Yine aynı eserde naklettiğine göre İbn-i Cerir ve İbn-i Ebu Hatem "Ey kendilerine kitap verilenler!..." diye başlayan ayet hakkında Süd-di'den şöyle aktarırlar: "Bu ayet Kaynuka Oğulları Yahudilerinden Ma-lik b. Sayf ve Rıfaa b. Zeyd b. Tabut hakkında inmiştir." (c.2, s.168)

Yine aynı eserde İbn-i İshak'tan, İbn-i Cerir'den, İbn-i Munzır'den, İbn-i Ebu Hatem'den ve ed-Delail adlı eserde Beyhakî'den İbn-i Ab-bas'ın şöyle dediğini nakleder: "Resulullah (s.a.a), Abdullah b. Suriya-'nın ve Kaab b. Esed'in de bulunduğu Yahudi hahamları ile konuşarak onlara, 'Ey Yahudiler! Allah'tan korkun ve İslâm'a girin. Vallahi, siz benim size getirdiğimin hak (din) olduğunu biliyorsunuz.' dedi. Hahamların, 'Hayır, ya Muhammed!

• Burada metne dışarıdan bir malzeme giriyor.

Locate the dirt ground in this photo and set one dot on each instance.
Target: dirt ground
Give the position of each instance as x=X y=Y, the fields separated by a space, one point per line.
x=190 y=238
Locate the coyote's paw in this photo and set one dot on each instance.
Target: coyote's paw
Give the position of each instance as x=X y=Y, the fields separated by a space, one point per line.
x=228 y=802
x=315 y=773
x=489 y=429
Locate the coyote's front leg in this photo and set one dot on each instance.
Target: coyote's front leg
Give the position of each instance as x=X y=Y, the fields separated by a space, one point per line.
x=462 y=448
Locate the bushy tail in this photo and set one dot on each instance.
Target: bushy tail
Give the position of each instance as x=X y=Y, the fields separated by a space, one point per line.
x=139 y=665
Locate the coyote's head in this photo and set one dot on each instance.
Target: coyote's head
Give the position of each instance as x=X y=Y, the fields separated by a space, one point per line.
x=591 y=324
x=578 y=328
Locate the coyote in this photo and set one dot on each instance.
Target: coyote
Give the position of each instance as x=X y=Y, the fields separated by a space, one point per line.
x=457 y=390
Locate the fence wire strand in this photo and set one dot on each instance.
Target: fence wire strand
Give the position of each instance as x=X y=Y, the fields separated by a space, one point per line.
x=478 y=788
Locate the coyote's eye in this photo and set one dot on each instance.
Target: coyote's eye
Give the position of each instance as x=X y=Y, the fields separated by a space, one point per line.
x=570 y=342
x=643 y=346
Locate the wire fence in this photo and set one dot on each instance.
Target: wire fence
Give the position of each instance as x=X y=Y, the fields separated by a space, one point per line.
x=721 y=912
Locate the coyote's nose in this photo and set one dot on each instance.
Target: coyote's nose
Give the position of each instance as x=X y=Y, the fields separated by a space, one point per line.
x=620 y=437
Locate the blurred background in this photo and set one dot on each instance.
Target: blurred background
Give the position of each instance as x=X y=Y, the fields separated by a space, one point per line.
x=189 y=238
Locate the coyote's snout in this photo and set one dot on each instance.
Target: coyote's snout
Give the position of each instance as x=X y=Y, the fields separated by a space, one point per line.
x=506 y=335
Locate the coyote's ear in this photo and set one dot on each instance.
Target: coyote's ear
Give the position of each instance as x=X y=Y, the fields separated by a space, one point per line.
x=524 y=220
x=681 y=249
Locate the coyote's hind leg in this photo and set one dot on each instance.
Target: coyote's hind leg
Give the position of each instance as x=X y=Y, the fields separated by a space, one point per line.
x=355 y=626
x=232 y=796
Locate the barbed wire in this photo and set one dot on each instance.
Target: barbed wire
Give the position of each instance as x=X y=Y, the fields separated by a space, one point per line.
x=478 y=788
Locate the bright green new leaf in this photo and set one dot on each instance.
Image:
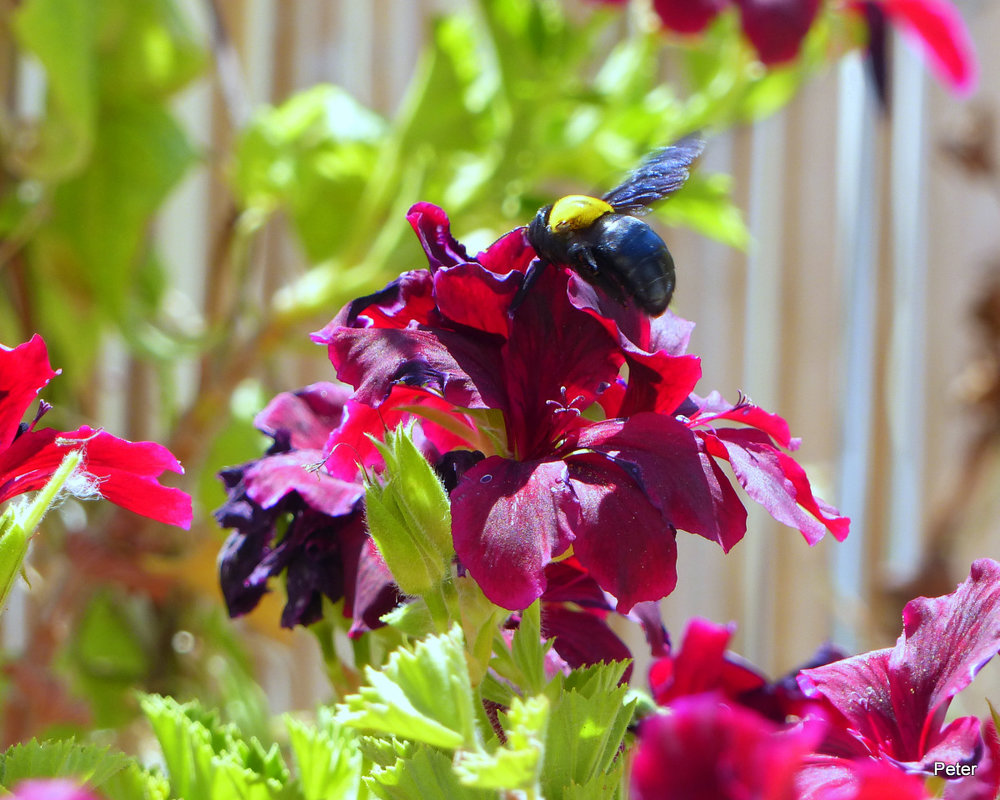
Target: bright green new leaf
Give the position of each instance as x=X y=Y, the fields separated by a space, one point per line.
x=517 y=764
x=327 y=756
x=421 y=694
x=115 y=775
x=425 y=774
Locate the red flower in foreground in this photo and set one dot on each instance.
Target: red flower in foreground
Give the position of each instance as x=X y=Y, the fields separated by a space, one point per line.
x=523 y=387
x=892 y=703
x=123 y=472
x=51 y=789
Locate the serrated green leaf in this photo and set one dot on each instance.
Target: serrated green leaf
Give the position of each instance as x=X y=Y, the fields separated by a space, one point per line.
x=517 y=764
x=588 y=722
x=327 y=756
x=425 y=773
x=115 y=775
x=207 y=759
x=421 y=694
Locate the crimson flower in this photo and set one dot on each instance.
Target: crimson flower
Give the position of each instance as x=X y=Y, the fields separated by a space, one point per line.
x=522 y=386
x=123 y=472
x=891 y=704
x=291 y=516
x=706 y=749
x=777 y=28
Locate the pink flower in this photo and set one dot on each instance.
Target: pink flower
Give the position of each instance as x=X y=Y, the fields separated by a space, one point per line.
x=118 y=470
x=51 y=789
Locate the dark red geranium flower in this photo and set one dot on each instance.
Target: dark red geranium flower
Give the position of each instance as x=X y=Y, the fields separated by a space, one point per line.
x=323 y=547
x=688 y=16
x=776 y=28
x=707 y=749
x=518 y=383
x=126 y=473
x=891 y=704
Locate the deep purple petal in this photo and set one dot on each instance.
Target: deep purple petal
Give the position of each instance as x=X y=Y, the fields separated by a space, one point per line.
x=509 y=518
x=432 y=227
x=678 y=477
x=622 y=539
x=777 y=482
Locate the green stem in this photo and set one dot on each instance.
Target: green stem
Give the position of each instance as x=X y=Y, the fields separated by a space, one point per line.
x=17 y=525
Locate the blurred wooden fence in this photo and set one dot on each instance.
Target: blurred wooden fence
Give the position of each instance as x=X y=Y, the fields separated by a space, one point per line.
x=850 y=314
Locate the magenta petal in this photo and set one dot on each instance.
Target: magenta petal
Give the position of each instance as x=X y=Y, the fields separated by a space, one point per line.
x=622 y=539
x=306 y=416
x=434 y=231
x=273 y=477
x=942 y=35
x=509 y=518
x=666 y=461
x=896 y=699
x=456 y=367
x=705 y=749
x=473 y=296
x=777 y=482
x=24 y=370
x=510 y=252
x=687 y=16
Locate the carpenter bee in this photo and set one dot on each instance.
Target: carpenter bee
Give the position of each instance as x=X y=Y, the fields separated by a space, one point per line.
x=602 y=241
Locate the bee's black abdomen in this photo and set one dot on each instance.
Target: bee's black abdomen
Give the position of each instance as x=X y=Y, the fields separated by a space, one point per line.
x=632 y=255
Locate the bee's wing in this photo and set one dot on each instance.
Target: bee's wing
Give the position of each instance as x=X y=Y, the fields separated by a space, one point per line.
x=662 y=173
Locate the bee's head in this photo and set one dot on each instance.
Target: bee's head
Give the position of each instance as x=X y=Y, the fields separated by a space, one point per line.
x=576 y=212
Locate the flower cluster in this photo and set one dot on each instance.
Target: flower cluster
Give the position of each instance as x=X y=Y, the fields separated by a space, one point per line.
x=572 y=418
x=126 y=473
x=776 y=28
x=860 y=728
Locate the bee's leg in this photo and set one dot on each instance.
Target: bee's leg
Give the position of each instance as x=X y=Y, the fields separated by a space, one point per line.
x=531 y=276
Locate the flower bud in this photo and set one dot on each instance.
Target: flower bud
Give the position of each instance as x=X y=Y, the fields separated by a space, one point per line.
x=409 y=515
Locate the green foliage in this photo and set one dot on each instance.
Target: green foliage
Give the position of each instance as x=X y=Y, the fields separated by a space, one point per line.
x=205 y=758
x=114 y=775
x=327 y=757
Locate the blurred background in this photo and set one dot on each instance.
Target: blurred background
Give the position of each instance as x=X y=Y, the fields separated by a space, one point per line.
x=190 y=188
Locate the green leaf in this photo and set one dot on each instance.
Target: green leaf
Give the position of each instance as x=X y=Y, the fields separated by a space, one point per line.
x=314 y=156
x=147 y=49
x=705 y=205
x=426 y=773
x=327 y=756
x=115 y=775
x=207 y=759
x=61 y=34
x=515 y=765
x=589 y=719
x=423 y=695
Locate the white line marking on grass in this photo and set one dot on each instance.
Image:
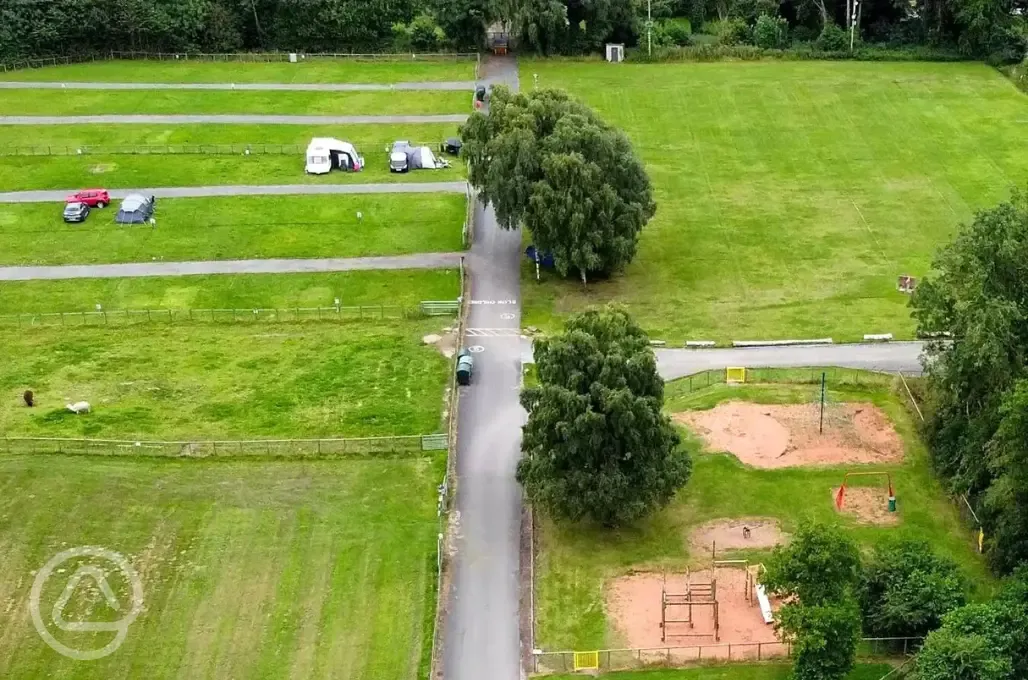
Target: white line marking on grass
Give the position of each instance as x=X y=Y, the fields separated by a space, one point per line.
x=878 y=244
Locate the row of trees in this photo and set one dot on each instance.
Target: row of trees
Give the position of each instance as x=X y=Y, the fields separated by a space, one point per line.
x=976 y=303
x=31 y=28
x=548 y=163
x=904 y=589
x=597 y=445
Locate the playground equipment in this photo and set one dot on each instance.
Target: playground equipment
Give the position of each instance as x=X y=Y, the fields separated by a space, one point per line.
x=677 y=607
x=841 y=495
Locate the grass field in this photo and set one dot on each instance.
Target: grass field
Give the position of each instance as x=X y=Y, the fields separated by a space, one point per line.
x=237 y=227
x=67 y=169
x=270 y=570
x=246 y=291
x=321 y=70
x=791 y=195
x=573 y=563
x=196 y=381
x=79 y=102
x=734 y=672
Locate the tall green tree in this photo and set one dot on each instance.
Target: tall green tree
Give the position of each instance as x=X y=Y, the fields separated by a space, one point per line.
x=548 y=162
x=817 y=574
x=978 y=294
x=907 y=588
x=596 y=444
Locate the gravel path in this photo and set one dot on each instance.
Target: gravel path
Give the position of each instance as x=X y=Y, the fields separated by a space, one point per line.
x=481 y=633
x=252 y=86
x=247 y=189
x=418 y=261
x=234 y=119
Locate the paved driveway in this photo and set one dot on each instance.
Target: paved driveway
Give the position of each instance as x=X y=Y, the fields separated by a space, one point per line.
x=417 y=261
x=245 y=86
x=250 y=189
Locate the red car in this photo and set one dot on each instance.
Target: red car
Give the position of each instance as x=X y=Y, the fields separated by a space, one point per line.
x=92 y=198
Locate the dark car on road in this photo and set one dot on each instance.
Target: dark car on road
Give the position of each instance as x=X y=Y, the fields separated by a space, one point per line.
x=76 y=212
x=465 y=366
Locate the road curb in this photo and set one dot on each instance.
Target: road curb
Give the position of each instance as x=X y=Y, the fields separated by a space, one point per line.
x=785 y=343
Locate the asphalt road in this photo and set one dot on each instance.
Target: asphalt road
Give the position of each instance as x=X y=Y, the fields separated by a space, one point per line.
x=252 y=86
x=880 y=356
x=418 y=261
x=248 y=189
x=481 y=636
x=889 y=357
x=234 y=119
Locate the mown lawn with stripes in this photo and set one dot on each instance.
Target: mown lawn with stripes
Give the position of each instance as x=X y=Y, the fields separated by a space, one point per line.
x=224 y=381
x=249 y=570
x=311 y=70
x=791 y=195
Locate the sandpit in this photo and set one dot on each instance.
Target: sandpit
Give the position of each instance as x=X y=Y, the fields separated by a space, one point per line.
x=633 y=605
x=773 y=436
x=729 y=535
x=867 y=505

Biz böyle bir şey bilmiyoruz.' deme-leri üzerine Yüce Allah, 'Ey kendilerine kitap verilenler!... indirdiğimize (Kur'an'a) inanın.' ayetini indirdi." (c.2, s.168)

Ben derim ki: Daha önce söylediğimiz gibi her ne kadar ayetlerin zahiri anlamları bu ayetlerin Ehl-i Kitabın Yahudi kesimi hakkında indiğini gösteriyorsa da naklettiğimiz iniş sebepleri, bu konudaki diğer benzerleri gibi, örnek ve uyarlama hükmü olmaktan ileriye gitmez. Ama yine de Allah herkesten daha iyi bilir.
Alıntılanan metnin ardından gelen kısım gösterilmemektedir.